This column first appeared in The Big Issue magazine. Journalism worth paying for.
A giant eye in an inky mass rose up of the water and beheld me. It was a humpback whale calf surfacing unexpectedly close to the prow of the boat where I stood. It was just a moment before it plunged again; but long enough for me to gasp out loud. A hundred years ago such an expedition from the California whaling port of Monterey, would have been armed with harpoons and saws to extract their monetary worth in oil, bone and blubber. But in 2014 it’s whale watching that brings in the crowds, and a marine biologist not a whale-hunter calling out the tell-tale spouts of a surfacing cetacean so tourists can marvel at their beauty.
If California is the ultimate American state, then Monterey and the surrounding coast embody the nation’s often contradictory environmental history; its ability to simultaneously celebrate and squander its natural resources. Electric cars in cities which destroyed most public transport; running energy guzzling driers when the sun shines almost every day because hanging washing up on lines is considered tacky.
80 years ago after whaling declines, Monterey was centre of a fishing industry. John Steinbeck’s Cannery Row immortalized in fiction the real stinking street, lined with canning factories where the plentiful shoals of anchovies and especially sardines were recklessly overfished – beyond human demand. Just in 1939 460,000 tons of sardines were caught. By the 1940s more than half the catch was being dried and powdered as fertilizer just to find some use for it. As Steinbeck wrote in the prologue to Cannery Row in 1945: “The whole street rumbles and groans and screams and rattles while the silver rivers of fish pour in out of the boats, and the boats rise higher and higher in the water until they are empty.” And then by the early 50s the fish stocks suddenly collapsed close to zero and the whole industry just closed down.
For years the canneries – rough corrugated metal sheds – stood rusting, a testament to American greed. But visit it now and it’s a tourist destination anew and an eco-tourist one at that. The whale watching feeds off the crowds drawn to the Monterey Bay aquarium since 1984. Steve Packard – one of the founders of the computer giant Hewlett-Packard – spent millions to build one of the greatest marine research institutes in the world. In giant tanks sunfish, shark and turtles cruise by. Clouds of jellyfish as exotic as aliens, with names to match, egg-yolk, flower-hat and moon are framed in tanks with dramatic lighting like the celebrity attractions they are.
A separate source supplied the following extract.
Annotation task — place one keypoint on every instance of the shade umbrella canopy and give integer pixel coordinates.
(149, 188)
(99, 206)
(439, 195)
Further down the coast, past Big Sur, Hearst castle looms on a hilltop over the small town of San Simeon – an enduring symbol from the same age of a different kind of environmental arrogance. Its billionaire builder, publishing magnate William Randolph Hearst, inspired the film Citizen Kane. The mansion built to house his binge purchases of Gothic church pews, medieval ceilings and tapestries is a charmless though fascinating folly. In 1957 only 6 years after his death his family handed it over to the state to be run as a California Monument museum in lieu, one assumes of massive tax liabilities. Now as California struggles with a third successful year of severe drought, I was among the visitors rather cynical at having to pay 25 dollars to use stinking portable toilets while the luxury rose gardens in this symbol of arrogance were lovingly watered.
On a visit to John Steinbeck’s home town of Salinas, just 12 miles inland from Monterey, was ample chance to ponder these strange environmental contraditions further. Steinbeck was fascinated by the relationship between humans and the environment in this magical corner of California. The Salinas valley is still America’s salad bowl. But I saw fields of kale and lettuce, being watered all day in the sapping heat by giant sprinklers and tended by hunched over Latino labourers.
By the time I got to Los Angeles that there were shiny Tesla all-electric cars to try out in the fancy Santa Monica showroom. LA and the car. Don’t start me. But I kept thinking of Cannery Row. Inside the aquarium they’ve kept the giant cannery machines that boiled and steamed and sealed the sardines in tins. It’s a bit macabre in a way. All those living fish in a place that used to slice and dice them. But it’s a more honest reminder too, of the power of humans to learn to respect what it used to destroy.